Теперь я понимаю, что подобное снисходило ко мне как предупреждение за пассивность и лень. У каждого свой путь к спасению души. Мой – заключался в картинах. «Но ты транжиришь время, художник, а с ним рискуешь потерять бессмертие», – вот что не удалось мне услышать тогда. Ведь самое бесценное, что есть в этой жизни, – и есть время, отпущенное нам для совершенствования. И мой мастер не уставал повторять: «Не теряйте времени – творите! Не всем дано право творить. Вы это право заслужили прошлыми жизнями».

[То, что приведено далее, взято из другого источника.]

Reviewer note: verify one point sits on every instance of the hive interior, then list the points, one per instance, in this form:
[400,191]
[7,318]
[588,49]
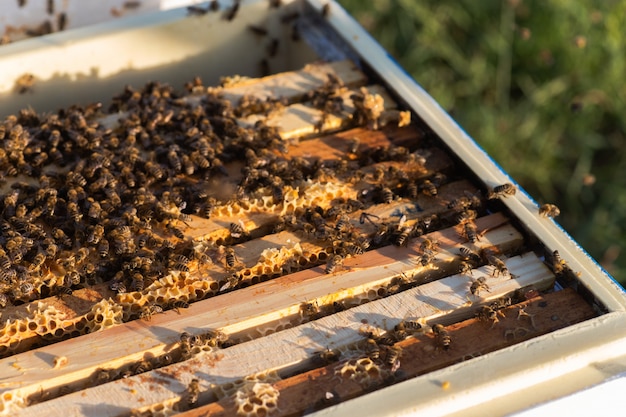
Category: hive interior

Но и без его наставлений я знал, что Божью искру, не подкрепленную трудом, ждет та же участь, что и костра, не подкрепленного дровами. Точнее сказать, что костер без дров вообще не может существовать. Словом, я трудился. Трудился дни и ночи. Боже, как добросовестно я трудился! И энергии было достаточно, и фантазии – хоть отбавляй.
Но что случилось на двадцать втором году от рождения меня? Меня заметили. Меня назвали гением. Мне стали авансом возносить хвалы. Нет-нет, я не заболел звездной болезнью, как последний провинциальный идиот, а скажем мягко: «слегка прихворнул». И этого было достаточно, чтобы чуть облениться, или свысока взглянуть на своего собрата по кисти. Словом, я «дал слабину», и расплата не замедлила явиться.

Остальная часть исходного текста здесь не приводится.